From left, Sen. Jack Reed, D-R.I., Sen. Lindsey Graham, R-S.C., members of the Senate Armed Services Committee, and Sen. Bob Menendez, D-N.J., the ranking member of the Senate Foreign Relations Committee, are disagreeing with President Donald Trump's sudden decision to pull all 2,000 U.S. troops out of Syria, during a news conference at the Capitol in Washington, Thursday, Dec. 20, 2018. (AP Photo/J. Scott Applewhite)
From left, Senators Jack Reed, Lindsey Graham and Bob Menendez. Mr Reed and Mr Menendez called for an immediate briefing on details of the withdrawal plan © AP

US President Donald Trump is facing fierce criticism from Republican lawmakers and military allies after deciding to withdraw troops from Syria, a move that appeared to surprise his closest advisers.

On Wednesday, Mr Trump tweeted US troops had “defeated Isis in Syria”. The Pentagon later confirmed that US forces would begin leaving the country.

Critics have accused Mr Trump of leaving Syria open to a resurgence of Isis, the terrorist group, while emboldening Syrian dictator Bashar al-Assad and giving US adversaries Iran and Russia greater influence in the region.

A withdrawal also leaves Kurdish military allies of the US vulnerable to attack from Turkey, which considers them terrorists and has recently warned of a military offensive against them in Syria.

Bob Corker, the Republican chairman of the Senate Foreign Relations Committee, said it was “hard to imagine that any president would wake up and make this decision”.
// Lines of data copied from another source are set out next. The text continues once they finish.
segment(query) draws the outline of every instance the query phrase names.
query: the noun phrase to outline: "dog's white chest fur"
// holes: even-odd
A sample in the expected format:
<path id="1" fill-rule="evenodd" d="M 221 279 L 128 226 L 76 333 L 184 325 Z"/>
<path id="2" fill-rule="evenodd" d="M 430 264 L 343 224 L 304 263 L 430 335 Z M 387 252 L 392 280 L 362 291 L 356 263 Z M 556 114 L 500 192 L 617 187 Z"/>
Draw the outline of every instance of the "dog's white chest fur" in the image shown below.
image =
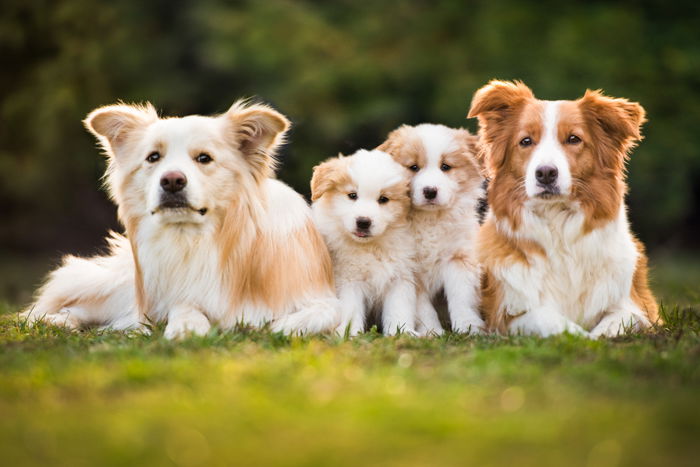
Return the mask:
<path id="1" fill-rule="evenodd" d="M 545 256 L 528 263 L 507 263 L 493 272 L 504 285 L 504 306 L 511 315 L 533 307 L 557 311 L 590 330 L 602 312 L 629 297 L 637 249 L 627 226 L 624 207 L 607 225 L 584 234 L 584 215 L 564 205 L 523 211 L 517 233 L 533 240 Z M 501 224 L 500 228 L 508 227 Z"/>

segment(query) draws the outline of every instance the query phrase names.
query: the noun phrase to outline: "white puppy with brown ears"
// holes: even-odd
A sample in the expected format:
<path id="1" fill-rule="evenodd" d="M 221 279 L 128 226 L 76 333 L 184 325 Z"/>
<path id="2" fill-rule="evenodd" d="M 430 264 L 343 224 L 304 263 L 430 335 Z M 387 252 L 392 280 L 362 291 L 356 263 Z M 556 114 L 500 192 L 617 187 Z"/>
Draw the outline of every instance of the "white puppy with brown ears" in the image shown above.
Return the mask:
<path id="1" fill-rule="evenodd" d="M 165 336 L 237 323 L 287 333 L 337 326 L 330 256 L 304 199 L 272 178 L 289 122 L 264 105 L 216 117 L 99 108 L 85 125 L 104 148 L 127 237 L 107 256 L 67 257 L 25 316 L 71 328 L 167 322 Z"/>
<path id="2" fill-rule="evenodd" d="M 314 221 L 331 252 L 341 302 L 339 331 L 365 328 L 381 310 L 384 334 L 415 332 L 414 241 L 408 173 L 381 151 L 357 151 L 314 168 Z"/>
<path id="3" fill-rule="evenodd" d="M 410 225 L 416 242 L 418 331 L 441 334 L 434 300 L 444 292 L 454 332 L 480 333 L 480 271 L 475 249 L 483 178 L 476 136 L 444 125 L 404 125 L 378 149 L 408 168 Z"/>

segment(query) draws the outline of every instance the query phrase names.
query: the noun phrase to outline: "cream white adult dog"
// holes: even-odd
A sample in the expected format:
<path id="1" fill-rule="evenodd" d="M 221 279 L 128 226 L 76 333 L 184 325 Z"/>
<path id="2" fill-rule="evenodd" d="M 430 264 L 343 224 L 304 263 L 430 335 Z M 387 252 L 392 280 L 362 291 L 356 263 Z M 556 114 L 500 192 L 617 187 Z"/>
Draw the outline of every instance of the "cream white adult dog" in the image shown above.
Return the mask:
<path id="1" fill-rule="evenodd" d="M 165 336 L 212 324 L 272 323 L 287 333 L 338 324 L 330 256 L 304 199 L 272 178 L 289 127 L 264 105 L 216 117 L 159 118 L 110 105 L 85 125 L 126 237 L 107 256 L 69 256 L 25 316 L 80 328 L 167 322 Z"/>
<path id="2" fill-rule="evenodd" d="M 492 81 L 469 116 L 479 119 L 491 178 L 479 233 L 489 326 L 598 337 L 655 321 L 644 247 L 624 202 L 644 109 L 599 91 L 542 101 L 521 82 Z"/>
<path id="3" fill-rule="evenodd" d="M 481 333 L 477 205 L 483 177 L 477 137 L 444 125 L 404 125 L 378 149 L 412 174 L 409 214 L 416 242 L 418 331 L 441 334 L 435 300 L 444 292 L 452 331 Z"/>
<path id="4" fill-rule="evenodd" d="M 356 335 L 381 311 L 384 334 L 415 332 L 414 240 L 406 170 L 388 154 L 360 150 L 314 168 L 316 226 L 333 259 L 343 310 L 339 331 Z"/>

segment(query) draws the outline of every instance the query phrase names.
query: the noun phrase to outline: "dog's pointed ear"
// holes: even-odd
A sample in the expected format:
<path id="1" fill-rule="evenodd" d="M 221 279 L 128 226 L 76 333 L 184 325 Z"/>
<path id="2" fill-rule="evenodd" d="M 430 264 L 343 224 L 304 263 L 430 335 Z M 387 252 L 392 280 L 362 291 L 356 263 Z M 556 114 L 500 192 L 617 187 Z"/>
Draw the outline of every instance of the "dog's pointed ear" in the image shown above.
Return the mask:
<path id="1" fill-rule="evenodd" d="M 492 80 L 474 93 L 467 118 L 478 117 L 480 123 L 503 118 L 527 99 L 534 98 L 522 81 Z"/>
<path id="2" fill-rule="evenodd" d="M 316 201 L 342 182 L 345 173 L 342 170 L 343 164 L 343 155 L 338 154 L 338 157 L 328 159 L 314 167 L 314 173 L 311 176 L 311 201 Z"/>
<path id="3" fill-rule="evenodd" d="M 591 131 L 598 137 L 607 137 L 617 151 L 627 153 L 642 139 L 646 113 L 638 103 L 589 89 L 578 100 L 578 105 Z"/>
<path id="4" fill-rule="evenodd" d="M 269 176 L 276 166 L 275 152 L 289 129 L 287 118 L 263 104 L 234 103 L 222 116 L 226 135 L 253 168 L 257 176 Z"/>
<path id="5" fill-rule="evenodd" d="M 97 108 L 88 114 L 83 124 L 111 154 L 118 152 L 130 135 L 156 120 L 158 113 L 147 102 L 144 105 L 114 104 Z"/>

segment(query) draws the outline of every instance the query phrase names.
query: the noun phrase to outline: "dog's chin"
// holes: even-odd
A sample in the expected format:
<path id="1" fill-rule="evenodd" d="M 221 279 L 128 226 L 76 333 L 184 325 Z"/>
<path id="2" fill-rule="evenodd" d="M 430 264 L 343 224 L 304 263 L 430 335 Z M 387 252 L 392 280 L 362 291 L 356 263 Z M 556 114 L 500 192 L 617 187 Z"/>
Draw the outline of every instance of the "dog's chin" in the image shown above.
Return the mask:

Others leading Republicans directly contradicted Mr Trump’s declaration that Isis had been “defeated”. Senator Lindsey Graham said it was “an overstatement and fake news”, adding: “This is a stain on the honour of the United States.”

Military allies, including the UK and France, also appeared to be at odds with Mr Trump. A spokesperson for the UK government said much remained to be done to counter Isis, while France’s defence minister rebuffed the idea that the group has been “wiped from the map”.

In a letter to Mr Trump, Republican senators including Mr Graham, Joni Ernst, Tom Cotton and Marco Rubio, joined with Jeanne Shaheen, a Democratic senator, and Angus King, an independent senator, to warn: “Your administration must not repeat the same mistakes that previous administrations have made.”

The decision to withdraw troops had some echoes of George W Bush declaring in 2003 that major combat operations in Iraq had ended — a statement he made aboard a US aircraft carrier while standing in front of a big “Mission Accomplished” banner that came back to haunt him as US forces struggled in Iraq.

John Kirby, a retired rear admiral and former State Department spokesman, warned that the decision “absolutely” made those living on American soil “less safe”, allowing Isis to recapture Syria as a base to launch “global operations”.

The move not only represents a sudden departure from existing US policy on Syria, but appears to contradict the position of a host of Mr Trump’s closest advisers. Three months ago, national security adviser John Bolton said US troops would ensure that Iranian forces left Syria. The US envoy to Syria, James Jeffrey, spoke as recently as Monday on the US’s commitment to maintain forces in the region.

Last week, Brett McGurk, the special presidential envoy for the global coalition for defeating Isis, told reporters at a State Department briefing that although the “end of the physical caliphate” was “coming into sight . . . nobody is declaring a mission accomplished”.

Jim Mattis, defence secretary, also appeared to be out of the loop. Early on Wednesday, Pentagon officials responded to Mr Trump’s tweet by reiterating that they were continuing to work with partners in the region.

According to one person familiar with the situation, Mr Trump also dismissed Mr Mattis’ choice for the next chairman of the Joint Chiefs of Staff, the US’s highest-ranking military officer, instead nominating General Mark Milley.

The decision to remove troops from Syria is consistent with Mr Trump’s long-held desire to bring US soldiers home wherever possible. As part of what critics describe as his isolationist policy, Mr Trump has also talked on occasions about withdrawing US forces from allied countries such as Japan and South Korea.

Democrats Bob Menendez and Jack Reed, ranking members of the Senate foreign relations and armed services committees, respectively, said it was “unacceptable” that congressional committees were “once again” learning of a new administration policy through the press, and called for an immediate briefing on details of the withdrawal plan.

Seeking to defend Mr Trump, a senior administration official, said: “The presidential statements on this topic have been 100 per cent consistent,” adding: “I really don’t see this as a surprise.”